Step 5: Consider Taxes

As you buy investments to build your desired portfolio, you need to decide which of your accounts should purchase these investments.

This is sometimes called “asset location” — and the big issue here is taxes. You might consider holding investments that tend to be tax-inefficient, such as taxable bonds, real estate investment trusts and actively managed stock mutual funds, in tax-deferred accounts. That way you can defer the tax bill that these investments generate until you start drawing down these accounts.

By the same token, investments that are potentially more tax-efficient, including index stock mutual funds, exchange-traded index funds, tax managed stock funds and individual stocks you plan to buy and hold, might find a home in your taxable account.

Step 6: Monitor your portfolio

Life — and the financial markets — change frequently, and that means you should regularly review your portfolio.

For instance, your personal circumstances can change, which may alter your goals and that in turn may mean changing your investment mix for your portfolio, including taking a more conservative or aggressive approach based on an increasing or decrease in your risk tolerance. But even if all’s quiet in your everyday life, the markets are rarely quiet, so you may want to check on your portfolio at least once a year and possibly more often.

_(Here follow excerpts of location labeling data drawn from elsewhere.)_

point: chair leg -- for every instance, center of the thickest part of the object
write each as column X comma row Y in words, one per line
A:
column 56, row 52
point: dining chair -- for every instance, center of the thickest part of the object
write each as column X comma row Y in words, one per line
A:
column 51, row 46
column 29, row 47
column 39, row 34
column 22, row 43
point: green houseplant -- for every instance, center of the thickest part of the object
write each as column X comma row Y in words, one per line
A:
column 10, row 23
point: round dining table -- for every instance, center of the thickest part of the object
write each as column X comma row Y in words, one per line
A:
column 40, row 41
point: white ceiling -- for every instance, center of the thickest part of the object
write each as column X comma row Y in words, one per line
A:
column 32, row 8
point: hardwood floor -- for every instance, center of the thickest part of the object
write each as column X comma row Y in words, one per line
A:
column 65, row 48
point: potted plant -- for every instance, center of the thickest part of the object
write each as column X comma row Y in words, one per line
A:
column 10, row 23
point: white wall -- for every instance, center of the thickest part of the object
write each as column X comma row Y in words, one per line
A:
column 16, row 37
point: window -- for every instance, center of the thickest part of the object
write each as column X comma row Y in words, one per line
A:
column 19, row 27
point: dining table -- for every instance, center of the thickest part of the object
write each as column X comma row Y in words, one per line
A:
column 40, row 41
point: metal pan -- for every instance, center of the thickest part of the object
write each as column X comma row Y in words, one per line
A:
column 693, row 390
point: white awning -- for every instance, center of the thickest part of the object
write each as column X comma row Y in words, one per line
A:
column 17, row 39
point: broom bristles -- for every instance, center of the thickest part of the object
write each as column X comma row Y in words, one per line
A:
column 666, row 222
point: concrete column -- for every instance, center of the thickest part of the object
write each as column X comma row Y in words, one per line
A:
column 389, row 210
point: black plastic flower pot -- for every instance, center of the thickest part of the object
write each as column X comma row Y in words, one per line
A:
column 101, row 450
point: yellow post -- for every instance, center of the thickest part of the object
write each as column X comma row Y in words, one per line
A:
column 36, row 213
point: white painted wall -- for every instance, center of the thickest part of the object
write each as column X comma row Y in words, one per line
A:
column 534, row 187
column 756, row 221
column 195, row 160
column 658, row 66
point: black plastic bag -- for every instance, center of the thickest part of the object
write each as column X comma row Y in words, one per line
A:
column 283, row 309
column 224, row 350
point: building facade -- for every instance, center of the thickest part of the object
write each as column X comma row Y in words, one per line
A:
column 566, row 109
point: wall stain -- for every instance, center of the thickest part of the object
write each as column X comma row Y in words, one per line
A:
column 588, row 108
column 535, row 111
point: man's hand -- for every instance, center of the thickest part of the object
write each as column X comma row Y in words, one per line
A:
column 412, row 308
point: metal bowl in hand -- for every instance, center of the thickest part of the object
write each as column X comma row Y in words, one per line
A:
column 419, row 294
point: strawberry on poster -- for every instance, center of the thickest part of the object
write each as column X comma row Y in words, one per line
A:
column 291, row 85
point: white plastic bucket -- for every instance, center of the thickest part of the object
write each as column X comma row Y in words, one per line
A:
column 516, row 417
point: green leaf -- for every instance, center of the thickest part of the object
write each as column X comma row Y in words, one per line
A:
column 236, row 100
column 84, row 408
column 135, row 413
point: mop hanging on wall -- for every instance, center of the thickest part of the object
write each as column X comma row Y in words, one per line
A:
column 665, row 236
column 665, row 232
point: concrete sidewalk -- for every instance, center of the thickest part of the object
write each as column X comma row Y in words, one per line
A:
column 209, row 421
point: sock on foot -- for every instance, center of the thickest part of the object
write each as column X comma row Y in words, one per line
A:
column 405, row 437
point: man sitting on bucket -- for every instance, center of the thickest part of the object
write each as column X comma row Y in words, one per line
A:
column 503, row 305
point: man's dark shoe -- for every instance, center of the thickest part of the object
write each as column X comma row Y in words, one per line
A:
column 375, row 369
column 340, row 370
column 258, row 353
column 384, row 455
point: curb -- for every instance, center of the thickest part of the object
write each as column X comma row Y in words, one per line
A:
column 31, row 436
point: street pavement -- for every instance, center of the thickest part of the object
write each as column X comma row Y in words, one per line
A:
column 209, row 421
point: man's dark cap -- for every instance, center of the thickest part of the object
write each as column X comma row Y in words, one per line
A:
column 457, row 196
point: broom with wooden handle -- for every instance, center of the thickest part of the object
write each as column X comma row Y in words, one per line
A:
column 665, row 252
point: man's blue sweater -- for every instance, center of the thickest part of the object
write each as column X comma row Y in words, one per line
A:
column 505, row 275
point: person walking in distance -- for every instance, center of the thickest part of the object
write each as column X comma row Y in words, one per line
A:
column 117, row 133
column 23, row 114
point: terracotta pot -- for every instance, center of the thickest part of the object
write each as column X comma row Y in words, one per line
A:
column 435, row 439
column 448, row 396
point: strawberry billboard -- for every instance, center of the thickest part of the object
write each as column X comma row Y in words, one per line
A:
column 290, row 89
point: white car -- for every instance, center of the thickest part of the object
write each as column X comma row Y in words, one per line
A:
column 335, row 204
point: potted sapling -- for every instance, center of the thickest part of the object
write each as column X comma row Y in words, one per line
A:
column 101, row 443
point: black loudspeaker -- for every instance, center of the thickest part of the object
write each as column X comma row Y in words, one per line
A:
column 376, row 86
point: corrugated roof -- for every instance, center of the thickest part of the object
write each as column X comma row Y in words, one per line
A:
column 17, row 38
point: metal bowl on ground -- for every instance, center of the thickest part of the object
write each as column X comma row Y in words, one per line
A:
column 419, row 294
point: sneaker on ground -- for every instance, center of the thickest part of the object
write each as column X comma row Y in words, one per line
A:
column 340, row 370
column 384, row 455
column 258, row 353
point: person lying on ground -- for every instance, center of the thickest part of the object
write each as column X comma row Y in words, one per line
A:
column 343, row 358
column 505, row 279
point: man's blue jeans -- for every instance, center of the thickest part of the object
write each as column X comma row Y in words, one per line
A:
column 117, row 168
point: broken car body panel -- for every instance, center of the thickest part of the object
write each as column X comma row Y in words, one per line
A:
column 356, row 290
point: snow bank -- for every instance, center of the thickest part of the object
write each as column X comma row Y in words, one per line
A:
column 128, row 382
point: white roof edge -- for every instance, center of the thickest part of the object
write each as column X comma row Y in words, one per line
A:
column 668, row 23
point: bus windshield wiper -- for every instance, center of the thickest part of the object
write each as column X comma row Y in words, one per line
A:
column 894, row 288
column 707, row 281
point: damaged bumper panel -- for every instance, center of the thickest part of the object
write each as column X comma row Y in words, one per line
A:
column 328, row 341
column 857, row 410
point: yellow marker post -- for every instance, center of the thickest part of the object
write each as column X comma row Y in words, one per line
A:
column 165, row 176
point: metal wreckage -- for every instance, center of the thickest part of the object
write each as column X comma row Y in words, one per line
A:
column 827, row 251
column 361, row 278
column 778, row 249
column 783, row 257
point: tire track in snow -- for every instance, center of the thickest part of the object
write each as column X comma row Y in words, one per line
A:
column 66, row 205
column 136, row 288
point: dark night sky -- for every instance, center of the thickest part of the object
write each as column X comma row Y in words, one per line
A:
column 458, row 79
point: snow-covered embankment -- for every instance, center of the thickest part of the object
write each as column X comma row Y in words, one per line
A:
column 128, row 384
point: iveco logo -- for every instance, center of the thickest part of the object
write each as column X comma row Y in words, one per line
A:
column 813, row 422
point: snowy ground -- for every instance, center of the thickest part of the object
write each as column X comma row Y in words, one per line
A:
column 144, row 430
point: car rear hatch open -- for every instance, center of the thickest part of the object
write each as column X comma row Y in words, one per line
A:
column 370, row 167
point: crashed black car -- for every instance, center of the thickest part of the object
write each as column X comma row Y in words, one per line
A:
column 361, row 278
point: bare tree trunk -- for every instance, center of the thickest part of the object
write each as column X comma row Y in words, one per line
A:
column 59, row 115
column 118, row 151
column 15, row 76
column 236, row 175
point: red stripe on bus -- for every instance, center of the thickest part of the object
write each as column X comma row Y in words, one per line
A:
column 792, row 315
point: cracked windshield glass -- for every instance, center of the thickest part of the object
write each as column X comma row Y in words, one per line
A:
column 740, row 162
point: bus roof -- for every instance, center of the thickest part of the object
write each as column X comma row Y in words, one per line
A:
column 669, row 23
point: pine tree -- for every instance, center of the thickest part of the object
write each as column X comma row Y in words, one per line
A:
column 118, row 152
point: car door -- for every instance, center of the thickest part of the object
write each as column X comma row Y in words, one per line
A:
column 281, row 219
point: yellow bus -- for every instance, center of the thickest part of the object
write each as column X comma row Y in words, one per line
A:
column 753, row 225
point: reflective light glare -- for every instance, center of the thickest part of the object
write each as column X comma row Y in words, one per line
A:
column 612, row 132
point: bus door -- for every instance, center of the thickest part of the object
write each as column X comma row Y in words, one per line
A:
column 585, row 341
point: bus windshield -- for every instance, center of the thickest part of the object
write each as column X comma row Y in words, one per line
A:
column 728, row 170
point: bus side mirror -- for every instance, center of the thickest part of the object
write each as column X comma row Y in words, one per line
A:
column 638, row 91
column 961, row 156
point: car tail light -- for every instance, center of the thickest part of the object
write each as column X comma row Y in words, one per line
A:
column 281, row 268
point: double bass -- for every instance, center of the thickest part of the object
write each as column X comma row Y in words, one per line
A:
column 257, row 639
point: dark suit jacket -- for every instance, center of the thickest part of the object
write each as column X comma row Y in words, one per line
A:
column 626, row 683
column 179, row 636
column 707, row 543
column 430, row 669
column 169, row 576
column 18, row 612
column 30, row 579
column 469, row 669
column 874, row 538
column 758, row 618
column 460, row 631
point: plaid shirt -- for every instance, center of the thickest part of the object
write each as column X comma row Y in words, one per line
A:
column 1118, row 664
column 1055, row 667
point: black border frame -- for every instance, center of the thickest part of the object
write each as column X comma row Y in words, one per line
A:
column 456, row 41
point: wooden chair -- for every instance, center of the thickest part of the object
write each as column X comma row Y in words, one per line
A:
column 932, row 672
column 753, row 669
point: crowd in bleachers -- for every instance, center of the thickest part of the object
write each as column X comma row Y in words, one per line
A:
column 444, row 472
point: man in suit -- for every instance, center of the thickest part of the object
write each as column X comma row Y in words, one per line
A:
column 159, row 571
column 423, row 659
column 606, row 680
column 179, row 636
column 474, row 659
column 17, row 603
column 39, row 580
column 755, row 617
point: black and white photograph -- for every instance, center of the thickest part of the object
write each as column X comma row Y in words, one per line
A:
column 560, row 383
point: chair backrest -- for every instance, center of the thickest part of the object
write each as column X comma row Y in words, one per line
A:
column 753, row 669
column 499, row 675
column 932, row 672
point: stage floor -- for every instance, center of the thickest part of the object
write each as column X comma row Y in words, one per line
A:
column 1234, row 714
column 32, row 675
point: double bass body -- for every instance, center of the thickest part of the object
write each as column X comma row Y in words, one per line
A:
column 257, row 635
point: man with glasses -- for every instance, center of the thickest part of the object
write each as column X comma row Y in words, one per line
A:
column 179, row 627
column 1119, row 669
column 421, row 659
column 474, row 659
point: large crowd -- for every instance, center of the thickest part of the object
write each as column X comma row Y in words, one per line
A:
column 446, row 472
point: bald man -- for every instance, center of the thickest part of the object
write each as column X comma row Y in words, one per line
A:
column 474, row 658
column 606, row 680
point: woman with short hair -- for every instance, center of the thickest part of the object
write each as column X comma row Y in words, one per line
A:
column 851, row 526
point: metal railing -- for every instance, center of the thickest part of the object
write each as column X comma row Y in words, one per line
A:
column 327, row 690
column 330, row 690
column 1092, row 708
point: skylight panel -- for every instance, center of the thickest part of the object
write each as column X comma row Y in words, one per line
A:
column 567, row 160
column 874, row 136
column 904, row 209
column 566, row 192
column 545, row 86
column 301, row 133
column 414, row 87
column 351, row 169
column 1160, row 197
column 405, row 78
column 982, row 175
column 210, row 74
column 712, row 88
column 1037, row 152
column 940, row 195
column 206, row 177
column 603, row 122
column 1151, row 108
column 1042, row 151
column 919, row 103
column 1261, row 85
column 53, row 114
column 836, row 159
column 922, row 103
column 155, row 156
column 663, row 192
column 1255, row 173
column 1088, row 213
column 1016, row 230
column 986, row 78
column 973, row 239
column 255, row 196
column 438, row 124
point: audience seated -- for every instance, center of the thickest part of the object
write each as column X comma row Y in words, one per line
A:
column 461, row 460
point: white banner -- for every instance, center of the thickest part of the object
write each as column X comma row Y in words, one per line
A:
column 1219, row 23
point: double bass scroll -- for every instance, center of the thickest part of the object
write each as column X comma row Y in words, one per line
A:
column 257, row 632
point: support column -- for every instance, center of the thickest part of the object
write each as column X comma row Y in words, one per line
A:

In fact, even if you haven’t done any buying and selling and even if your risk tolerance hasn’t changed, you won’t necessarily have the right investment mix today. Let’s say you had earmarked 60% of your money for U.S. and foreign stocks and 40% for high-quality bonds, certificates of deposit and other conservative investments. Thanks to turbulent markets, you may have less in stocks than you intended and more in conservative investments.

To help get your portfolio back on track, consider “rebalancing.” When you built your portfolio, you likely settled on target portfolio percentages, specifying how much should be invested in each market sector. But because of falling share prices, your portfolio may no longer be in line with your target investment mix of 60% stocks and 40% conservative investments — and you might need to add money to the stock side of your portfolio to build it back up to 60%. By adding to your stocks, you’ll likely be better positioned if stocks resume their rally.

But rebalancing isn’t principally about boosting performance. Rather, it’s about managing risk. By rebalancing, whether it is adding to stocks at a market bottom or lightening up on shares during a bull market, you can help your portfolio stay closer to the risk profile you originally settled on.